Then she made things worse with what sounded like a half-hearted attempt at an apology that tried to show what a good person Lauten must be since she realized “how hurtful” her words were “after many hours of prayer.”
If Lauten were a mom, particularly of teen girls, she’d have a lot more empathy, I suspect, and she’d probably agree with me that kids in the White House should be off-limits to media scrutiny. If you don’t like the president, fine. Criticize his policies, his actions, his decisions.
But don’t pick on his kids or say he’s a bad dad because his girls rolled their eyes at his jokes.
I still remember Rush Limbaugh calling Chelsea Clinton a dog on his television show. She was just 13 years old — that often-awkward age for young girls — and it’s a wonder he didn’t scar her for life with his attempts to poke fun at her. He also referred to Amy Carter as possibly “the most unattractive presidential daughter in the history of this country.”
Such comments aren’t funny. They’re just cruel.
So when I read Lauten’s comment, I found a video of the event in question, wondering what kind of disrespectful faces the girls made. Yes, they looked bored, there was a little eye-rolling (those jokes might’ve deserved it) and when Malia was asked by her dad if she wanted to pet the now-pardoned turkey, she said, “Nah.” I thought she was restrained, and she did get a big laugh from the audience.
As for their wardrobe choices earning them “a spot at a bar” — a really inappropriate analogy for underage girls — I have to defend the girls. Has Lauten seen any teenaged girls lately at her local mall?
To be honest, I don’t remember the last time I was in a bar, but I did attend the National Honor Society induction ceremony at my son’s high school last month here in Kansas. The boys wore suits, the girls wore black dresses. Some pretty short dresses. With some pretty high heels.

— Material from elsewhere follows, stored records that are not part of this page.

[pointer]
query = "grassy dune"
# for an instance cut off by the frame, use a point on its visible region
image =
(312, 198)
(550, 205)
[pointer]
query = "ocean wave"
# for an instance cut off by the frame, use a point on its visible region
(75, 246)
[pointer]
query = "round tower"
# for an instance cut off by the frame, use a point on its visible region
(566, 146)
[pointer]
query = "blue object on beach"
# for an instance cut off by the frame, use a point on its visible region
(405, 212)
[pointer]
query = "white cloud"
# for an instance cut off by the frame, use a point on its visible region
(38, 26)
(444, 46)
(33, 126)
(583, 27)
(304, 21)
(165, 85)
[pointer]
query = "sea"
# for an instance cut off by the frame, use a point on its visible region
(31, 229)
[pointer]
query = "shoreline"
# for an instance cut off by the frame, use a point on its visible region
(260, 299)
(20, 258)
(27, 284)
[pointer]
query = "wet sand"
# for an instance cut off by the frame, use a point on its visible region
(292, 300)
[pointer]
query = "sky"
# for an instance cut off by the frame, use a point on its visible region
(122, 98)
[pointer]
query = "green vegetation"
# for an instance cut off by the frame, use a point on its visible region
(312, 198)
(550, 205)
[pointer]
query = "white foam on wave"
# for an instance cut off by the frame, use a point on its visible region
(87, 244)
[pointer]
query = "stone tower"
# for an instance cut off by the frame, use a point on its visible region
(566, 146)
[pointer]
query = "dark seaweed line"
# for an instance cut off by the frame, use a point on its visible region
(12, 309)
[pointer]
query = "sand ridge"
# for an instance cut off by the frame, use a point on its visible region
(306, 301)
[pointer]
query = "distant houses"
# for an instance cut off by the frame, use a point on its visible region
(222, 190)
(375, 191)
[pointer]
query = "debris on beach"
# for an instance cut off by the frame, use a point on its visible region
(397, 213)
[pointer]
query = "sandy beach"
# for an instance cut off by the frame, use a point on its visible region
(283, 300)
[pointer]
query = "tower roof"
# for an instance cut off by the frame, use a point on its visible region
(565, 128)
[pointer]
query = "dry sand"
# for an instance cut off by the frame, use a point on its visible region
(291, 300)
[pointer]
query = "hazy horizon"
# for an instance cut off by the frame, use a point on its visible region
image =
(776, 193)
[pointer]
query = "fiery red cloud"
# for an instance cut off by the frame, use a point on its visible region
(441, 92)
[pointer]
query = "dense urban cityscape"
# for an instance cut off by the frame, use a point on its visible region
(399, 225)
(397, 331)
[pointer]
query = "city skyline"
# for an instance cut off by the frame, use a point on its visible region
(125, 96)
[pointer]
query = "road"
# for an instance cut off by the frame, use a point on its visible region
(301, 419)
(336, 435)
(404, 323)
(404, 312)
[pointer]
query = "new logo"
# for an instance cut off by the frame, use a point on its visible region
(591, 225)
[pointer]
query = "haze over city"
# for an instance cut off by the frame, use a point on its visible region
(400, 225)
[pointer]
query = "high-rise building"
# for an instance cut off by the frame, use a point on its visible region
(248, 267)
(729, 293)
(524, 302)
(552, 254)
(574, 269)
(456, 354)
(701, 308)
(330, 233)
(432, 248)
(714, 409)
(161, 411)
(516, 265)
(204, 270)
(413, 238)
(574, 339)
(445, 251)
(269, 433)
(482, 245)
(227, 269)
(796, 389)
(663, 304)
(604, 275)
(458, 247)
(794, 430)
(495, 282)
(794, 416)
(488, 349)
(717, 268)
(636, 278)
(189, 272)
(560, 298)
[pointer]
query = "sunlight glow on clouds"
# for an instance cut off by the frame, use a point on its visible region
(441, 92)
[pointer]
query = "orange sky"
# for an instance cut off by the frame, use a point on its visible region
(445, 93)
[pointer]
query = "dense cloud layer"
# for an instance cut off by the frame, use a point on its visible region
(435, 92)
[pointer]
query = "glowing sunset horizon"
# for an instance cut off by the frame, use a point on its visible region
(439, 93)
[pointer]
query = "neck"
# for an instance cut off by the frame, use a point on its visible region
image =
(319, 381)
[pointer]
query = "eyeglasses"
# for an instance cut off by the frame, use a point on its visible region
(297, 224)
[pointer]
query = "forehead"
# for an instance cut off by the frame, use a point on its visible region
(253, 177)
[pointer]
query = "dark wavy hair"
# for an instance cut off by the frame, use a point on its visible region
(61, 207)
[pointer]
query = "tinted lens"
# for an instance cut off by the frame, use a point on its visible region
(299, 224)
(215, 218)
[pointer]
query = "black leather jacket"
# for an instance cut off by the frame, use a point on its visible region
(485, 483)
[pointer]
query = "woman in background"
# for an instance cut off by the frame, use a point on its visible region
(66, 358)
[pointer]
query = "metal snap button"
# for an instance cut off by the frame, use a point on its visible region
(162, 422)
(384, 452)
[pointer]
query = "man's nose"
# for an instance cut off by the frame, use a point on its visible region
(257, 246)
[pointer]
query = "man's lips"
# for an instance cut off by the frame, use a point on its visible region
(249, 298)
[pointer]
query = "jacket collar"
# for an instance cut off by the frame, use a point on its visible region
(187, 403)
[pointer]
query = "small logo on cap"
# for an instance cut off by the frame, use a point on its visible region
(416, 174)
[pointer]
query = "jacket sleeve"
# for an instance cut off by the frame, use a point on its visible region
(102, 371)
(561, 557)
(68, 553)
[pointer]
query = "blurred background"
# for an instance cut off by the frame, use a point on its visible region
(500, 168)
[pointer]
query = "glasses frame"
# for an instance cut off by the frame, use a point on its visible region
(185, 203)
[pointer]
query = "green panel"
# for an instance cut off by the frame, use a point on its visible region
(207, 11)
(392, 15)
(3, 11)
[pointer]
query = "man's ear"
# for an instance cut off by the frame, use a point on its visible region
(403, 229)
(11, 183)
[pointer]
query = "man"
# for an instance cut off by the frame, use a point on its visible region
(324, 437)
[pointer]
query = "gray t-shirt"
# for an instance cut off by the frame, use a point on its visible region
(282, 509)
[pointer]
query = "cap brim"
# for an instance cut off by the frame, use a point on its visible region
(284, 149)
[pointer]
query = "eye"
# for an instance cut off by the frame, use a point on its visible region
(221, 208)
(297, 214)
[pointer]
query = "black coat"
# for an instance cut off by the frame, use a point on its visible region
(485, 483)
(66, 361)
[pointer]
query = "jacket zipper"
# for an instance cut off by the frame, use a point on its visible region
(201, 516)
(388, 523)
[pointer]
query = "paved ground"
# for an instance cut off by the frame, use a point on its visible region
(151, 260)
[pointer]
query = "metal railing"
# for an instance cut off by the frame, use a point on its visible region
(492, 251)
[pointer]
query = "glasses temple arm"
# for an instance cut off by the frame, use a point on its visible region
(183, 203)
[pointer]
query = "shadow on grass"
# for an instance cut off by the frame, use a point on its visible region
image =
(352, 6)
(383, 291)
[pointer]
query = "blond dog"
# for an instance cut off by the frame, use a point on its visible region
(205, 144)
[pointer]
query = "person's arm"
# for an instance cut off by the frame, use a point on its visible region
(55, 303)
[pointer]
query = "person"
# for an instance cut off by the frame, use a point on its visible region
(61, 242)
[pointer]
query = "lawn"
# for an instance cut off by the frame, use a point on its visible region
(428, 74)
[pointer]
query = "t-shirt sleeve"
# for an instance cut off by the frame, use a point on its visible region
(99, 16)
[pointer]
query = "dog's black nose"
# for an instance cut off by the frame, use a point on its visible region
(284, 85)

Short skirts are in style. And when you’re a teenaged girl, there is perhaps nothing worse on this earth than to wear something that isn’t in style.
Neither of the Obama daughters showed cleavage at the turkey pardoning. They both wore long sleeves. Yes, their skirts were short. Malia wore dark tights with hers. My son’s high school would not have sent either one home for indecent clothing.
After the firestorm of criticism erupted against Lauten, she posted an apology, but she never used the words, “I’m sorry,” and she didn’t direct her comments directly to Malia and Sasha, as she should have. How about, “I don’t agree with your father’s policies, but I’m sorry for attacking the two of you”?
Instead, she described how she prayed for hours. Did she not recall what many say is the basic message of Jesus Christ? “Love one another.”
“Love one another.” That doesn’t mean posting hateful messages against young girls on Facebook. It means showing respect, even when you disagree with others. It means practicing kindness. It means being nice and remembering that we are all human.
That message was expanded in Sunday’s sermon by Adam Hamilton, the senior pastor at the United Methodist Church of the Resurrection in Leawood, Kan. when he said, “Jesus called us to love our neighbors and to love our enemies.”
Lauten’s original post linked to an article from a conservative site that concluded, “I don’t think you would have ever seen the Bush daughters in dresses that short. Class is completely absent from this White House.” It seems like Lauten, whose job is to put the spin on the message, should have known better than to pick up this gauntlet of hate and run with it.
Expressing such disdain for young girls hardly seems like the way for Republicans to woo women, minorities and youth.
As for Sasha and Malia — I hope someone shows them this video of Chelsea Clinton, who said, “I’m a believer in a thick skin as a survival tactic….I have the indubious honor of being compared to a dog as a 13-year-old by Rush Limbaugh. That was not about me, that was about him.”